Puis j’ai une famille aussi que la pandémie, c’est pénible, fait que je suis là pour ma famille, je suis là pour vous, puis c’est pas assez encore.

Mais ces gens là s’imaginent qu’on est des super héros, que la foi nous transporte, qu’on gambade dans des champs de fleurs éternellement, et juste de dire, écoutez là, on est des êtres humains. 

Est-on obligé d’être heureux si on a la foi?

Et implicitement, ce qu’il y a un peu là derrière, j’ai l’impression c’est l’idée justement que si on a la foi, on doit être heureux, ça doit aller bien justement que foi et dépression, c’est un peu des antinomies.

Si on est déprimé, alors c’est la preuve que l’Évangile ne marche pas ou quelque chose comme ça. Parce que si on est croyant, on est dans la joie, tout va bien, on est heureux. Il peut y avoir un peu cette. Image là, une espèce de garantie de succès, de récompense.

Le défi de la prière pendant la dépression

On vous a déjà proposé des prières pour aller mieux, des trucs à lire, des trucs à chanter, des trucs à faire?

Oui. Alors, donc juste pour dire, moi j’ai un moral qui fluctue depuis pas mal d’années, j’ai des hauts et des bas et avec parfois des périodes assez creuses.

Là, je suis dans une phase qui est particulièrement difficile, où ça fait, je pense plus d’une année que je suis dans une période très compliquée là, c’est vraiment un gros défi si je réalise que j’ai ça n’a pas encore été diagnostiqué.

Je suis en train de faire tout un travail, mais probablement une dépression assez importante et il faut que je la gère.

Donc moi, ça fait des années en tout cas que je bataille avec ça. Et oui, plusieurs fois on m’a proposé la prière et c’était des expériences un peu mitigées.

J’étais pendant un temps dans une paroisse qui était un peu de tendance évangélique.

Il y a une notion de combativité assez forte dans la prière et assez mitigé dans le sens où des fois il y a un peu ce côté où finalement ça revient tout le temps sur le tapis.

Puis on ne peut pas accepter que non, peut être il y a des périodes où on ne va pas devenir une certaine norme de bonheur comme les autres ou, je ne sais pas, il y a des périodes diverses, puis il faut passer à travers.

Des fois il n’y a pas un peu ce repos qui peut aller avec, puis en même temps il y a une certaine combativité qui fait du bien.
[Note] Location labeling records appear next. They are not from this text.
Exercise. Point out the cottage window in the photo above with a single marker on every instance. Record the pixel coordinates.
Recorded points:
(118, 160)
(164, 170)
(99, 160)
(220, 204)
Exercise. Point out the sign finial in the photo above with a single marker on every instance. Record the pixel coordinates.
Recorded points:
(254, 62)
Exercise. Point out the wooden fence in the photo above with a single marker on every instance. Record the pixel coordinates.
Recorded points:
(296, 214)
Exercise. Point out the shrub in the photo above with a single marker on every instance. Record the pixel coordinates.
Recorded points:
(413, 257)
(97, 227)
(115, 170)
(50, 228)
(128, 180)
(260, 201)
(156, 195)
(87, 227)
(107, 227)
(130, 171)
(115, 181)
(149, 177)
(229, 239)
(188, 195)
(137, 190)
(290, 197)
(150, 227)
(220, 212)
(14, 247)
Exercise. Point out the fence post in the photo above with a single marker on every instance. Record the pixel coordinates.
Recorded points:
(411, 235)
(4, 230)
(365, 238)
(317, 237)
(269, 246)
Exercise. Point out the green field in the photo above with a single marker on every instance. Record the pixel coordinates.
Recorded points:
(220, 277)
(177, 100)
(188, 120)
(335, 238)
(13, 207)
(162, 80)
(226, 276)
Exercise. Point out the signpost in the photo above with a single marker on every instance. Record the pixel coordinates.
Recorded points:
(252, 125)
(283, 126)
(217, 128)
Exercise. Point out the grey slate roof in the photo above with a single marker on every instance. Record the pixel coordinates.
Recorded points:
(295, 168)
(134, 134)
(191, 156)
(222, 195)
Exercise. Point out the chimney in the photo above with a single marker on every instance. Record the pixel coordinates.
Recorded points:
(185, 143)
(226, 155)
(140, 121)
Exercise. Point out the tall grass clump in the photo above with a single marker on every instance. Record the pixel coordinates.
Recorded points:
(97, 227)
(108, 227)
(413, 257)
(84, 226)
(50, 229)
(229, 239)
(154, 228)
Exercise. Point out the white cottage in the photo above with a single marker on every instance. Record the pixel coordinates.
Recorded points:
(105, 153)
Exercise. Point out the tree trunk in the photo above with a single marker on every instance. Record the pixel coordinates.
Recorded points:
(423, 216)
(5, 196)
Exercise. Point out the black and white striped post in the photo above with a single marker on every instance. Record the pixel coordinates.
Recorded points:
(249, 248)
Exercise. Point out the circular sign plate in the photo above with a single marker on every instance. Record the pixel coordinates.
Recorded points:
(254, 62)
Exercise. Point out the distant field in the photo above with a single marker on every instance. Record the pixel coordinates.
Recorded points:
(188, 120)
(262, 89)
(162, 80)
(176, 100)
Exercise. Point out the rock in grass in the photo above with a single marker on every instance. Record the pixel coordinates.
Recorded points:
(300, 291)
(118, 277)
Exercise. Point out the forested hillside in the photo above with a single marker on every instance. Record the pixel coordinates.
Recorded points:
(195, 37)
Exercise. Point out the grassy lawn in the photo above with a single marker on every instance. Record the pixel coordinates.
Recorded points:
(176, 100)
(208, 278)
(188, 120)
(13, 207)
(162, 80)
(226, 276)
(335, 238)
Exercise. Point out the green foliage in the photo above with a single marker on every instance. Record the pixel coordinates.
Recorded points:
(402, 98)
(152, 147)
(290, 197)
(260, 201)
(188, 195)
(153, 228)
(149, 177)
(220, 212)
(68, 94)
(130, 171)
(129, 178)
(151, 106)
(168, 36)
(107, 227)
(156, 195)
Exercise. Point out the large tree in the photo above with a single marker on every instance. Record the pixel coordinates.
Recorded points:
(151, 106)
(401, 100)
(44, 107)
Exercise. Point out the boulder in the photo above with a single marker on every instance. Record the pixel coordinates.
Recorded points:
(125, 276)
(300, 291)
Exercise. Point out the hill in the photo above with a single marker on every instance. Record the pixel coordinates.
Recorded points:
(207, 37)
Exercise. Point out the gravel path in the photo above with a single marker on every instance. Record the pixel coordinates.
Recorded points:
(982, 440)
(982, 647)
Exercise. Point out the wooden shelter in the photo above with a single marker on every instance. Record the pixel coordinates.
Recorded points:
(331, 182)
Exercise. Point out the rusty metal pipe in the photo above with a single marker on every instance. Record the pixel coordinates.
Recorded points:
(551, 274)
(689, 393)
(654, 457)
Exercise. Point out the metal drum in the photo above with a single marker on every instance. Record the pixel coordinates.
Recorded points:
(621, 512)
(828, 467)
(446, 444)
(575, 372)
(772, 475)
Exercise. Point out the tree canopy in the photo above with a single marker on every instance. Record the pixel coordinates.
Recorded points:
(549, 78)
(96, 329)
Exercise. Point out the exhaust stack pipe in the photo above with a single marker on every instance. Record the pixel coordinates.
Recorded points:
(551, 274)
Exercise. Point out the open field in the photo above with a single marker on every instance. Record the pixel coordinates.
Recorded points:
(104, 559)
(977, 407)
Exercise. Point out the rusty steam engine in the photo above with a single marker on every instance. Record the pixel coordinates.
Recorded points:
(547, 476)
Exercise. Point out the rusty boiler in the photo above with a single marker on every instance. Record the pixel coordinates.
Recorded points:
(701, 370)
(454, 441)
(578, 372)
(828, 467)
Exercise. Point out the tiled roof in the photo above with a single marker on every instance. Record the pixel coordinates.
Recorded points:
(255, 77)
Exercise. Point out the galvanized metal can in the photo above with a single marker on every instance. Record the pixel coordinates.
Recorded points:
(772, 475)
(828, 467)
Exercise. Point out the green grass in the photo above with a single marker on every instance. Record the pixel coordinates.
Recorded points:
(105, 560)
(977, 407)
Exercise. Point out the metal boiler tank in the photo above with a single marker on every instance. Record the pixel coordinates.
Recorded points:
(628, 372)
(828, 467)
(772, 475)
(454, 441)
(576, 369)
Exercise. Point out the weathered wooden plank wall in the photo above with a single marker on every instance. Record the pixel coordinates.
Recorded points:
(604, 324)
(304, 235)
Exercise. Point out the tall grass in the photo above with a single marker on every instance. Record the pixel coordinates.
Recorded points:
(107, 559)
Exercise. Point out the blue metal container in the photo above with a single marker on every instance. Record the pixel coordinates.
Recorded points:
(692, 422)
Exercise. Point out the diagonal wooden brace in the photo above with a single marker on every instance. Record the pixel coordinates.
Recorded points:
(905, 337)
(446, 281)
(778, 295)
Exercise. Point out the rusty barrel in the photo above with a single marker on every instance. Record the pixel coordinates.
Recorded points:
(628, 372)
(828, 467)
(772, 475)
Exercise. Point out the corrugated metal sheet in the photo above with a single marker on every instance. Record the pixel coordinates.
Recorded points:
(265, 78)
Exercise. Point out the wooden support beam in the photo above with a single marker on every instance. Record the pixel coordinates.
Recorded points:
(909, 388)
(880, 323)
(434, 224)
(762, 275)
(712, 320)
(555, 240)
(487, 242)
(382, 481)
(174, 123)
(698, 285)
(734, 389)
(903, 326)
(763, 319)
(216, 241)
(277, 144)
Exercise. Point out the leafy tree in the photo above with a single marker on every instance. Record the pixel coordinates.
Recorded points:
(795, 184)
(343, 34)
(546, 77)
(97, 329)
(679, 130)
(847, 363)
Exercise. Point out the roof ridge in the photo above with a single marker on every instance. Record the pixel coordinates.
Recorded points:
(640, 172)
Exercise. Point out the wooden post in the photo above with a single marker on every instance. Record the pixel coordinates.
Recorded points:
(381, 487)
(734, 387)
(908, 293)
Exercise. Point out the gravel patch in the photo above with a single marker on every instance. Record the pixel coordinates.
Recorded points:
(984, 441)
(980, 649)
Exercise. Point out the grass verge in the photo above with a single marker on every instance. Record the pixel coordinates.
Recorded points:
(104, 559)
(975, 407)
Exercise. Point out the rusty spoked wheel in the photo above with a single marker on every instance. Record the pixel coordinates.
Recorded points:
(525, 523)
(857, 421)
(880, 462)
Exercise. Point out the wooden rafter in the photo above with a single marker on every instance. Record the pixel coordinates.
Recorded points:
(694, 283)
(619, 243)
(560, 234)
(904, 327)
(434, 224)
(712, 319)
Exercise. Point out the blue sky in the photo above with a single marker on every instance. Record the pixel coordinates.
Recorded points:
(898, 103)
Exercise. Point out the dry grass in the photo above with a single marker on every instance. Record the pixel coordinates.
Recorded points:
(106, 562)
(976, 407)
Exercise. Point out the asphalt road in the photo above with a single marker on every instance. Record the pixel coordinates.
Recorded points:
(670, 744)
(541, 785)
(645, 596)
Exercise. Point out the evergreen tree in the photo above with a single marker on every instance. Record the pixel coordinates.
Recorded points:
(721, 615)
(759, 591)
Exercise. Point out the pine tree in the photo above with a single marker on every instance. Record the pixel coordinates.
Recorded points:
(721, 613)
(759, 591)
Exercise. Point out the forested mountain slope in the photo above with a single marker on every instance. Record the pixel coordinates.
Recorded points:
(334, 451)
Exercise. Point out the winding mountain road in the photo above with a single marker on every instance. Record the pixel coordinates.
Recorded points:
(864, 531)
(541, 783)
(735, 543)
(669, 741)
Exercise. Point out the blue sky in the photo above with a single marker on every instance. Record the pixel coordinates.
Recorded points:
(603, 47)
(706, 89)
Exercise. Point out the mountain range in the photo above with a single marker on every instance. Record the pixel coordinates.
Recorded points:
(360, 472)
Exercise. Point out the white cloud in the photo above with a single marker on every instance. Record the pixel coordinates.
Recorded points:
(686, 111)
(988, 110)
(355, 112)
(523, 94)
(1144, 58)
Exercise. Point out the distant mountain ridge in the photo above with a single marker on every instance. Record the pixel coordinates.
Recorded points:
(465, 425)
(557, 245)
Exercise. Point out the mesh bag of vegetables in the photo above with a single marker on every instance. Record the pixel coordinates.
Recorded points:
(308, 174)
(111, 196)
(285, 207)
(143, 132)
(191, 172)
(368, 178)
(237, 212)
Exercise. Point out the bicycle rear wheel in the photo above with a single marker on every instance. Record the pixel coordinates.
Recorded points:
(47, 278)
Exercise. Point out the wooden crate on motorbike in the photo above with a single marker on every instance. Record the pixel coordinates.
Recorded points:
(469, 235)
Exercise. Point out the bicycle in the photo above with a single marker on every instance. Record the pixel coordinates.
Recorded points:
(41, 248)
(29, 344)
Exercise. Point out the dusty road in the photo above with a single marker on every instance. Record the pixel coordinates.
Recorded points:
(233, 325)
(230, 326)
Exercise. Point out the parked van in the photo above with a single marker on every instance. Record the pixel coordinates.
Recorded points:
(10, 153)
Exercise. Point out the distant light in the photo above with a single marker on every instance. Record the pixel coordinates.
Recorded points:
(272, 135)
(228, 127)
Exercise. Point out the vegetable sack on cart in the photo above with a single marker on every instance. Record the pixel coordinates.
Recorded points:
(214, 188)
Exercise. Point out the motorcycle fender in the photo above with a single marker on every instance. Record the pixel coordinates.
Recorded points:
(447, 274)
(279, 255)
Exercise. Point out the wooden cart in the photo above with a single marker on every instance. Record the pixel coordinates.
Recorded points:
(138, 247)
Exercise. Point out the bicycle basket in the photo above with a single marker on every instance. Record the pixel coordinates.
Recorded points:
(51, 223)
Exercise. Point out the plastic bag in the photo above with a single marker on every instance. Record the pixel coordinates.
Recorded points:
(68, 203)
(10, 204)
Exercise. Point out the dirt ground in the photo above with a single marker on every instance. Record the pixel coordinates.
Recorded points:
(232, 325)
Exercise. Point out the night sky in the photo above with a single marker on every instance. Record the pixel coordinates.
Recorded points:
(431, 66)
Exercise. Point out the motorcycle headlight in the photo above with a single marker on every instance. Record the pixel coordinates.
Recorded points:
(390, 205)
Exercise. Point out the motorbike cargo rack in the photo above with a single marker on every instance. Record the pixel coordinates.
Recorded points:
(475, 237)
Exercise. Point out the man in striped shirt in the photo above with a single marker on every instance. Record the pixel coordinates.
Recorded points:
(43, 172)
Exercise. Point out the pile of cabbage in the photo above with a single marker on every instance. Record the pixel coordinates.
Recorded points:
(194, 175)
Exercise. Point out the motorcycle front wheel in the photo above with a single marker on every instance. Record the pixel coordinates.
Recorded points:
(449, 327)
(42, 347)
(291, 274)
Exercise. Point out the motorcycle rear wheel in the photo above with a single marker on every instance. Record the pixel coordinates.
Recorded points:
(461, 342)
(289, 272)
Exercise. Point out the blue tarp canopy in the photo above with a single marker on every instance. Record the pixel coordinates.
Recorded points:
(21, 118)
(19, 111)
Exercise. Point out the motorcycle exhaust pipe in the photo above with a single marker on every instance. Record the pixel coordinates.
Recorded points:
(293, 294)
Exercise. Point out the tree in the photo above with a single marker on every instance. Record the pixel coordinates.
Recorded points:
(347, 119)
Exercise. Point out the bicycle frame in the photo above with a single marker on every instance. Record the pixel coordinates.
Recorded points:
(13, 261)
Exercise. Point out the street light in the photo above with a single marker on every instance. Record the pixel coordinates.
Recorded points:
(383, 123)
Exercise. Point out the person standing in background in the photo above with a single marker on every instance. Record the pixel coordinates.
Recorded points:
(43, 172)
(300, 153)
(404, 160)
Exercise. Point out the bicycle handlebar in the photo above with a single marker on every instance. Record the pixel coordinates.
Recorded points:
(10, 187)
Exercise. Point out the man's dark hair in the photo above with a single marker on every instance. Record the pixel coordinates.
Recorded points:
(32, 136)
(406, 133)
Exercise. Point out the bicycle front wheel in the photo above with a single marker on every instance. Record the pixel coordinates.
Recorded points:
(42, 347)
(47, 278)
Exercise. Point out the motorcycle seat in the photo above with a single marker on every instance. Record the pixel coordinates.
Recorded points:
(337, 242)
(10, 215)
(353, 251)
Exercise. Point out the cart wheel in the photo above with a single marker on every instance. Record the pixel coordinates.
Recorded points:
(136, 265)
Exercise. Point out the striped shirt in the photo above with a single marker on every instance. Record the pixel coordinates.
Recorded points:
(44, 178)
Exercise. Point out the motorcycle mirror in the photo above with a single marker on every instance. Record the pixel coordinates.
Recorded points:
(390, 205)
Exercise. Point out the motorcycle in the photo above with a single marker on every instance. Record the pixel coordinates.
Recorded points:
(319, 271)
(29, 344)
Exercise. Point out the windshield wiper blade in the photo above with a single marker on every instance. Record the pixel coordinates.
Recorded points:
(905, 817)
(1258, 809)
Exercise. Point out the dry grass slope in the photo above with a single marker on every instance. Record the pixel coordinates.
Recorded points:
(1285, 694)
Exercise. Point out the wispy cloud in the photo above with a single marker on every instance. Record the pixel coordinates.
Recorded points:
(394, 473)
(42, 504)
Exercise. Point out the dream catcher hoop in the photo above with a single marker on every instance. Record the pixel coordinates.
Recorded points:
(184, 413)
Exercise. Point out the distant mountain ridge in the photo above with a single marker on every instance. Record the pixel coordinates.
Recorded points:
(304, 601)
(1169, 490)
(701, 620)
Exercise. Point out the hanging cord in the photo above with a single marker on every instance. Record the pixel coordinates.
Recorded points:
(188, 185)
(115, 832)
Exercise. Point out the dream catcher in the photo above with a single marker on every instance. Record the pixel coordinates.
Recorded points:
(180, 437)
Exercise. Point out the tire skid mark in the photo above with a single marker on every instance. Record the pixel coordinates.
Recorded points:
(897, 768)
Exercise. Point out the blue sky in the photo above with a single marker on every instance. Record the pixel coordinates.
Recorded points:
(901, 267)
Je trouve aussi.

Moi ça m’a fait du bien pour éviter de me laisser trop aller à ma propre passivité puis de me dire non, mais je peux doit aussi un bout faire le ménage dans mes pensées et puis la prière peut aussi servir à. Ça.

Lorsque la Bible parle de crise de santé mentale

Moi quand c’est arrivé, j’ai réussi avec un sourire, j’ai dit merci beaucoup parce que ces personnes souvent sont bien intentionnées.

Mais mon problème c’est que je me débats avec mon mental et peut être la dernière chose que j’ai besoin, c’est d’être en silence avec moi même et recenser mes pensées.

Et pourtant, donner l’espace pour exprimer tout simplement ce qu’on vit, ça peut être très positif comme support, comme soutien.

Par exemple, j’ai trouvé le psaume 69 qui dit:

Dieu sauve moi, l’eau m’arrive à la gorge, je m’enlise dans un bourbier sans fond et rien pour me retenir, je coule dans l’eau profonde et le courant m’emporte.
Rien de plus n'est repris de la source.